Familiarity is knowing all the acronyms for the buildings on campus. It's being the one people desperately ask for help when they're late and can't find their classrooms. It's knowing the nooks and crannies of Learning Suite and immediately being able to tell which of your professors will never get the hang of it.

Familiarity is knowing the best corners to study in and where the WiFi is weakest. It's knowing how to navigate the 10-minutes-between-classes traffic. And that is an essential skill for survival. Especially when you have to be swallowed into the funnel by the Library, JFSB, SWKT, and Science Center to be spit out into the open air again.
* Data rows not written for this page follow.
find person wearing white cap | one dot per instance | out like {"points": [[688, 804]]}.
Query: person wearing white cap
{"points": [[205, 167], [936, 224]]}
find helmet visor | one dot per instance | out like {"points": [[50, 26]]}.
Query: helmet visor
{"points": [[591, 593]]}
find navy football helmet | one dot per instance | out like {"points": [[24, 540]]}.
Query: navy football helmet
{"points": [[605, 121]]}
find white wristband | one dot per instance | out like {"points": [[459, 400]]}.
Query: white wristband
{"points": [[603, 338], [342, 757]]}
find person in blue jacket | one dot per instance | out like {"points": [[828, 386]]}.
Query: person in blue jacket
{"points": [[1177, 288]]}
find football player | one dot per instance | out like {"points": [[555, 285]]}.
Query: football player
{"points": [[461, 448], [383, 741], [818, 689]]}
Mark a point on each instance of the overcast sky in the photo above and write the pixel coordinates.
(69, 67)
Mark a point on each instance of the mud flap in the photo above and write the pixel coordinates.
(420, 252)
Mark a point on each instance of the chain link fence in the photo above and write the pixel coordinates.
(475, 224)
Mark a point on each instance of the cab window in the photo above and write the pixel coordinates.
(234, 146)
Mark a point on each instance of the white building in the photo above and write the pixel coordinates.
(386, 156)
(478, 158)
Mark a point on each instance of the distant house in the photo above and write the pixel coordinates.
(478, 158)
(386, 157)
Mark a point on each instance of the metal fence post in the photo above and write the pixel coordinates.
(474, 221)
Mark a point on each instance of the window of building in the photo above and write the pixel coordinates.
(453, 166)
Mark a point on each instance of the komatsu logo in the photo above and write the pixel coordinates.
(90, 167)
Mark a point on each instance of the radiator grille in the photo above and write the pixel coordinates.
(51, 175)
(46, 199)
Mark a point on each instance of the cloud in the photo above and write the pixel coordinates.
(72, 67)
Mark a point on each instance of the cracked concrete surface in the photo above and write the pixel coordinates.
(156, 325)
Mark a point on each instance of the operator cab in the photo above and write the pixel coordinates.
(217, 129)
Familiarity is knowing when and where they'll have free food and which lines are worth standing in for it. It's knowing when the best and worst times are to walk through the Wilk. It's knowing which microwaves have the shortest lines. It's knowing which printers are always unreliable and where the next closest one is. And then you hope and pray that that one isn't broken too.

Familiarity is having only one class where you don't know anyone on the first day. It's being shocked when you go an entire day without seeing someone from an old class, ward, dorm, or hometown. It's not caring what people think when you go running across campus to scream, laugh, and hug your friend—whether you haven't seen them all day or all semester.


Familiarity makes me feel powerful—and not in the “do-what-I-say” or “I-know-better-than-you” sense of powerful, but in the quiet confidence kind of way that comes with being sure of what I'm doing.